We construct a 4-sided figure ABED as follows:
|∠ABE| =  90 degrees
|∠BED| = 100 degrees
|AB|   = |ED|

Once we have that, we'll now tinker a bit to show that 90=100:
Draw the perpendicular bisectors to BE and AD; they'll meet
at some point we'll name C.
Note that while the figure is indeed not necessarily to scale,
this argument stays the same whether C is below 
BD, or above it, on BD.
(You should verify this later.)

(Lemma: we must prove that those two lines indeed meet (i.e. that the 
point C even exists); wouldn't be too hard to do this, since it's 
pretty clear that AD and BE aren't parallel.)

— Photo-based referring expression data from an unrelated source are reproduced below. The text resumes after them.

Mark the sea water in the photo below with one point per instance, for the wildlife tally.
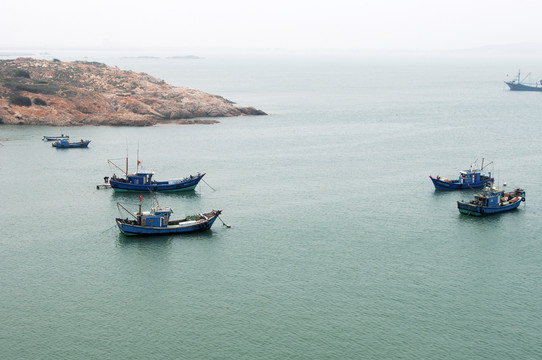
(339, 247)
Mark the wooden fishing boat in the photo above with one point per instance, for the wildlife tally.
(56, 138)
(492, 200)
(64, 144)
(157, 222)
(143, 181)
(468, 179)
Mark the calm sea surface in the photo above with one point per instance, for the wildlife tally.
(338, 248)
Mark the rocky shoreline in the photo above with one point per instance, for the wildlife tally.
(56, 93)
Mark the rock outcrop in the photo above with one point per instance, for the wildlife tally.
(42, 92)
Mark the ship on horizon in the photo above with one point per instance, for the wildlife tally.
(517, 84)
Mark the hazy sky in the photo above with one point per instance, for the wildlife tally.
(276, 24)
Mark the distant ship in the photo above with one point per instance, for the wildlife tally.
(518, 85)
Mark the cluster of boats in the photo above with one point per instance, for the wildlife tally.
(157, 221)
(490, 200)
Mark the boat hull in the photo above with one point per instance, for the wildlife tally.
(522, 87)
(457, 185)
(182, 228)
(478, 210)
(184, 185)
(60, 145)
(55, 138)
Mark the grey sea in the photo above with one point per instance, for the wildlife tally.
(339, 246)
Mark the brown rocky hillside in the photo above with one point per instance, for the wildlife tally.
(43, 92)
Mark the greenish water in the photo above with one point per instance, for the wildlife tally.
(339, 246)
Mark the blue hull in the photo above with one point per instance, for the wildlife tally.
(522, 87)
(137, 230)
(55, 138)
(457, 185)
(60, 145)
(469, 209)
(185, 185)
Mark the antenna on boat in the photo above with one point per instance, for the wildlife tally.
(126, 158)
(137, 166)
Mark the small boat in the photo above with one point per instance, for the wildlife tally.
(66, 144)
(56, 138)
(143, 181)
(468, 179)
(517, 84)
(492, 200)
(157, 222)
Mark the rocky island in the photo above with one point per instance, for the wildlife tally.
(43, 92)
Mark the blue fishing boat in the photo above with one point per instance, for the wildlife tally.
(158, 222)
(143, 181)
(56, 138)
(64, 144)
(468, 179)
(517, 84)
(492, 200)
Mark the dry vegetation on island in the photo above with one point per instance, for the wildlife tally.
(43, 92)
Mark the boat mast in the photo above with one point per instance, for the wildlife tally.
(137, 166)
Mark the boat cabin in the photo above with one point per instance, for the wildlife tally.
(140, 178)
(157, 217)
(473, 176)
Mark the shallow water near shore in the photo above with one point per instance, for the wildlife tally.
(338, 248)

 1.   |AB|  = |ED|    by construction
 2.   |BC|  = |EC|    C on perp.bisector of AE   (thus triangle BEC is isosceles)
 3.   ∠CBE  ≈  ∠BEC  base angles of isosocles triangle BEC are congruent
 4.  |∠CBE| = |∠BEC|  congruent angles have equal measures, and line3
 5.   |AC|  = |DC|    C on perp.bisector of AE
 6.    ABC  ≈ DEC     (!!) by SSS, and lines 1,2,5.

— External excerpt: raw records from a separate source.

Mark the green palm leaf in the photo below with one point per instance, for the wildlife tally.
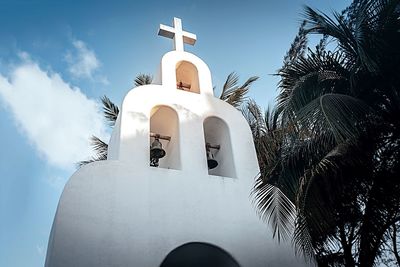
(110, 110)
(143, 79)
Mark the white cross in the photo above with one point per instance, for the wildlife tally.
(176, 33)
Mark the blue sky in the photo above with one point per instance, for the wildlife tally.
(58, 57)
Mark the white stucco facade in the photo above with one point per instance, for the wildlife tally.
(122, 212)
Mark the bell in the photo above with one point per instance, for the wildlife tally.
(211, 162)
(156, 150)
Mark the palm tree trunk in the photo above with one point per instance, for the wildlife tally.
(348, 257)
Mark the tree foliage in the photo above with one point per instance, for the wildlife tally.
(333, 150)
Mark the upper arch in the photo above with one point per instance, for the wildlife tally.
(172, 60)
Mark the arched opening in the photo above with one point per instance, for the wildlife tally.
(216, 135)
(187, 77)
(199, 254)
(165, 123)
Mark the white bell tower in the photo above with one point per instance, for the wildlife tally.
(135, 209)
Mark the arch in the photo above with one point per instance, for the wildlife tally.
(198, 254)
(164, 121)
(216, 132)
(187, 77)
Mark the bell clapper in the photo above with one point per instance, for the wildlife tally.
(211, 161)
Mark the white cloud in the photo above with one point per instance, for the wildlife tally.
(58, 119)
(83, 63)
(40, 249)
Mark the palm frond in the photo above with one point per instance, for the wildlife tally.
(302, 239)
(336, 114)
(310, 77)
(110, 110)
(143, 79)
(232, 93)
(274, 208)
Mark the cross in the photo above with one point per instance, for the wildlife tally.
(180, 36)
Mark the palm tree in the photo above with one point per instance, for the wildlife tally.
(336, 157)
(231, 93)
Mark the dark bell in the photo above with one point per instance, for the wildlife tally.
(211, 162)
(156, 150)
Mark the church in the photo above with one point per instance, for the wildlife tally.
(175, 188)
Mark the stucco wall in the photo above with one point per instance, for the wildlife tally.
(122, 212)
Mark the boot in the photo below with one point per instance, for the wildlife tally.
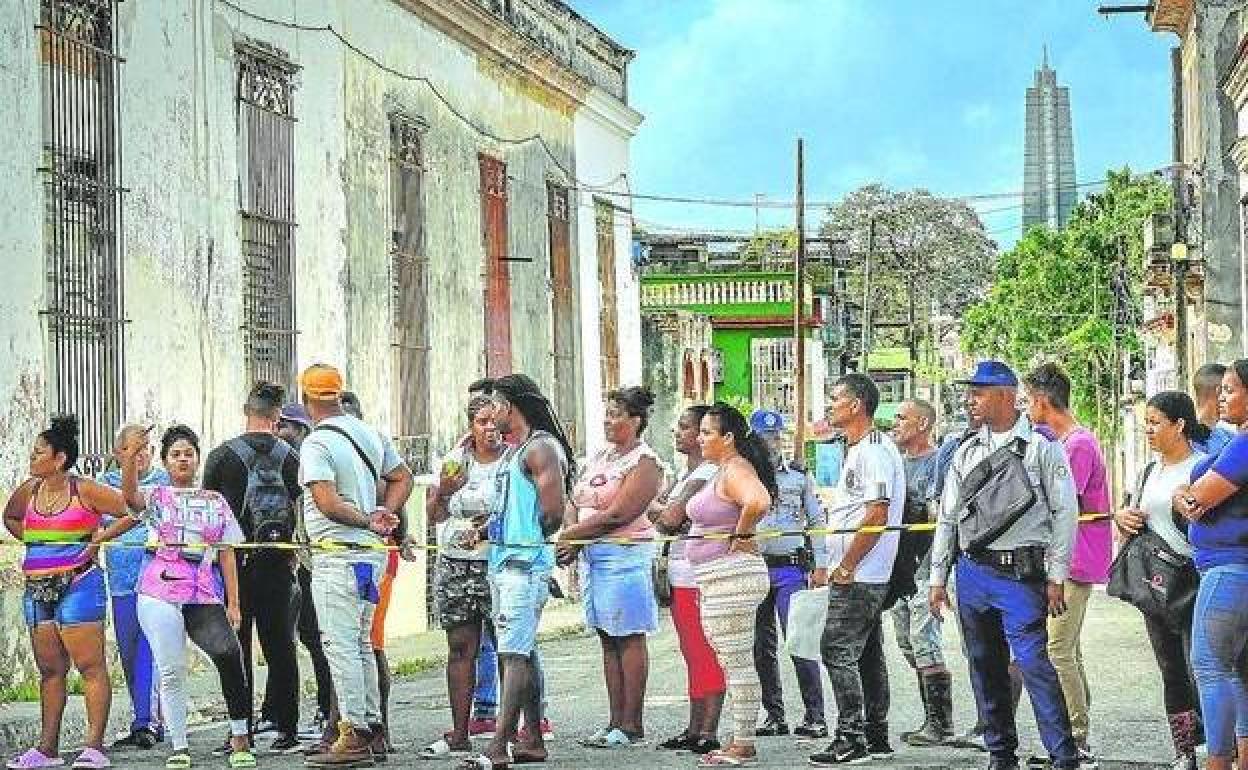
(1183, 728)
(939, 728)
(922, 694)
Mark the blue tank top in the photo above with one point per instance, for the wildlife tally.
(516, 526)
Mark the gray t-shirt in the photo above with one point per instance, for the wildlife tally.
(328, 457)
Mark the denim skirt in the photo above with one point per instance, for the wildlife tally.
(618, 589)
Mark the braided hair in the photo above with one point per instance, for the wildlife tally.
(526, 396)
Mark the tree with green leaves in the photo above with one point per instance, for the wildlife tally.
(1072, 296)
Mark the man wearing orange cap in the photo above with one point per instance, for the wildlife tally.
(342, 464)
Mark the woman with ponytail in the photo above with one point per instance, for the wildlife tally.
(1217, 507)
(731, 575)
(60, 518)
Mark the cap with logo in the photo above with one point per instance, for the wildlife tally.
(765, 421)
(991, 373)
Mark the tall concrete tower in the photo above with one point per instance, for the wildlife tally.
(1048, 152)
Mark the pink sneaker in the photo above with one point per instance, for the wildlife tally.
(34, 759)
(482, 728)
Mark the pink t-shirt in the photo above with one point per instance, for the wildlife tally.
(600, 481)
(1093, 540)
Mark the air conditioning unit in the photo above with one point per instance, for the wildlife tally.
(1160, 231)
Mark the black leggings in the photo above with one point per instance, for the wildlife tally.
(1173, 658)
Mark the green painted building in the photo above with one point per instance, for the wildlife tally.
(751, 313)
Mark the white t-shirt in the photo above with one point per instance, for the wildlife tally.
(326, 456)
(874, 471)
(474, 501)
(680, 572)
(1156, 499)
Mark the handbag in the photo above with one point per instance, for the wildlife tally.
(660, 574)
(1155, 578)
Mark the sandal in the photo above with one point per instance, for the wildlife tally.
(179, 760)
(479, 761)
(442, 749)
(726, 759)
(91, 759)
(34, 759)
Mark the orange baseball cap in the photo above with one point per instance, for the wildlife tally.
(321, 382)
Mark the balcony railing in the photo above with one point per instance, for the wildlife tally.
(721, 292)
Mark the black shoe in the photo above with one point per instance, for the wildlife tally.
(286, 743)
(678, 743)
(703, 745)
(815, 730)
(843, 751)
(879, 748)
(771, 726)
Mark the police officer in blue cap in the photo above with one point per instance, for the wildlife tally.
(793, 560)
(1006, 526)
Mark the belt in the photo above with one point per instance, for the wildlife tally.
(783, 559)
(1002, 560)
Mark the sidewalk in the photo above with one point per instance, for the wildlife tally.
(20, 723)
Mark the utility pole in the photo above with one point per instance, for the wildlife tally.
(866, 293)
(799, 291)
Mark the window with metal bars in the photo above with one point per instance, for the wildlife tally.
(562, 310)
(604, 222)
(80, 70)
(266, 187)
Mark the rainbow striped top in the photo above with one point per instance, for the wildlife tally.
(58, 542)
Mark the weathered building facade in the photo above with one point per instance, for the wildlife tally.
(207, 192)
(1196, 310)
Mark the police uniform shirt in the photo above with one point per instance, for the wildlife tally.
(795, 508)
(1052, 519)
(872, 472)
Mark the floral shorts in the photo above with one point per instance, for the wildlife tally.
(461, 592)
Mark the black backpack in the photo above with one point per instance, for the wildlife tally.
(267, 512)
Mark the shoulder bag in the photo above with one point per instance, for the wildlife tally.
(1152, 577)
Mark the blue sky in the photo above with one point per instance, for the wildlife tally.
(906, 92)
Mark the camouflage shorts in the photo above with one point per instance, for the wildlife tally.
(461, 592)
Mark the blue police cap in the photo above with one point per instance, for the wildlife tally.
(765, 421)
(989, 373)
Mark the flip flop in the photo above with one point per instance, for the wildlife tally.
(723, 759)
(179, 760)
(479, 761)
(528, 756)
(91, 759)
(442, 749)
(34, 759)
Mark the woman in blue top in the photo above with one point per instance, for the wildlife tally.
(1217, 506)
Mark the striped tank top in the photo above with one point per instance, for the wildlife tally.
(58, 542)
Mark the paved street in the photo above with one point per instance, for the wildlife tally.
(1128, 724)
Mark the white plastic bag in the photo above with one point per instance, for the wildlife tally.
(808, 615)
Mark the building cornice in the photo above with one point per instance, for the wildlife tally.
(1236, 82)
(604, 109)
(1172, 16)
(484, 33)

From here, it's just routine steps to conclude 90=100:
 7.   ∠ABC  ≈  ∠DEC      corresponding parts of corresponding triangles; 6
 8.  |∠ABC| = |∠DEC|   congruent angles have equal measures; line 7
 9.  |∠ABC| = |∠ABE| + |∠CBE|   by construction
10.  |∠DEC| = |∠DEB| + |∠BEC|   by construction
11.  |∠DEC| = |∠DEB| + |∠CBE|   subst. equals for equals; lines 10 and 4
12.  |∠ABC| = |∠DEB| + |∠CBE|   subst. equals for equals; lines 11 and 8
13.  |∠ABE| + |∠CBE| = |∠DEB| + |∠CBE|   subst. equals for equals; lines 12 and 9
14.  |∠ABE| = |∠CBE|   subtract equals from equals remains equal
15.      90 = |∠CBE|   by construction, and replace-equals-by-equals
16.      90 = 100      by construction, and replace-equals-by-equals






A useful corollary: 0=1.
 1. 90 = 100    Previous theorem.
 2.  0 = 10     Subtract 90 from both sides remains equal
 3.  0 = 1      Divide by 10 (non-zero) on both sides remains equal.

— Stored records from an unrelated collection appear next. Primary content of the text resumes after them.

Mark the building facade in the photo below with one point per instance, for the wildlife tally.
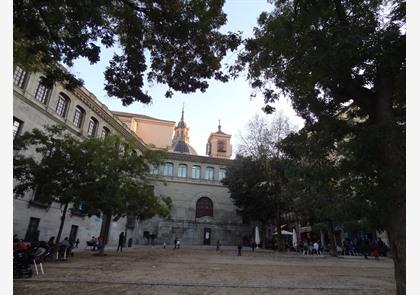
(202, 210)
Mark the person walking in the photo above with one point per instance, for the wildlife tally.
(121, 239)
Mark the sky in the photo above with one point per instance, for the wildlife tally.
(230, 102)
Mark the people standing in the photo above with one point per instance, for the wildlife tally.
(240, 248)
(316, 248)
(121, 241)
(253, 245)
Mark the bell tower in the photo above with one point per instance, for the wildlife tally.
(181, 131)
(218, 144)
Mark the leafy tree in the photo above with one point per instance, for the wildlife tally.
(44, 162)
(330, 56)
(115, 182)
(256, 179)
(180, 38)
(318, 180)
(262, 137)
(106, 175)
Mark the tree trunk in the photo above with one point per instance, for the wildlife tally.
(391, 176)
(264, 238)
(106, 224)
(333, 242)
(62, 219)
(396, 237)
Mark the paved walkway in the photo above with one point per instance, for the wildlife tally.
(202, 270)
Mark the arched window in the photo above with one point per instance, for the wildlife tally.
(168, 169)
(20, 77)
(79, 115)
(182, 170)
(196, 172)
(62, 104)
(93, 126)
(42, 92)
(210, 173)
(221, 146)
(222, 173)
(105, 132)
(204, 207)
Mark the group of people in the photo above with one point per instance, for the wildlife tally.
(355, 247)
(45, 249)
(311, 248)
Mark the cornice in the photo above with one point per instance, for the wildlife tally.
(198, 159)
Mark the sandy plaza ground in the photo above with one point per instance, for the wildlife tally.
(202, 270)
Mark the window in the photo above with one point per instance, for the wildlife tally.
(39, 196)
(222, 173)
(182, 170)
(62, 104)
(79, 114)
(154, 169)
(210, 173)
(17, 127)
(168, 169)
(221, 146)
(93, 126)
(105, 132)
(19, 77)
(131, 222)
(32, 231)
(196, 172)
(42, 92)
(204, 207)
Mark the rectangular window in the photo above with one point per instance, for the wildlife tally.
(195, 172)
(154, 170)
(42, 93)
(210, 173)
(77, 120)
(92, 128)
(168, 169)
(182, 170)
(19, 77)
(17, 127)
(32, 231)
(61, 106)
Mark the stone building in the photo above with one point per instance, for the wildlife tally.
(202, 211)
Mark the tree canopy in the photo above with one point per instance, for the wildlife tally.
(104, 177)
(343, 59)
(173, 42)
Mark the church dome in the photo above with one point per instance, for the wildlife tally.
(184, 148)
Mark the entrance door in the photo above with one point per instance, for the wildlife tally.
(73, 233)
(207, 236)
(32, 230)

Note that were C to occur above BE,
then the proof is essentially the same;
we just change lines 9 and 10 to have a - instead of a +,
and on line 13 we add (rather than subtract) the same to both sides.

(If C occured exactly on BE, then either proof would hold,
as we'd be adding or subtracting zero.)




Challenge:
Identify exactly, which is the first line in error.


(If you can't, you are welcome to give me $100,
and i'll return you an equal amount. :-)









This result suggests we need to be good at proofs.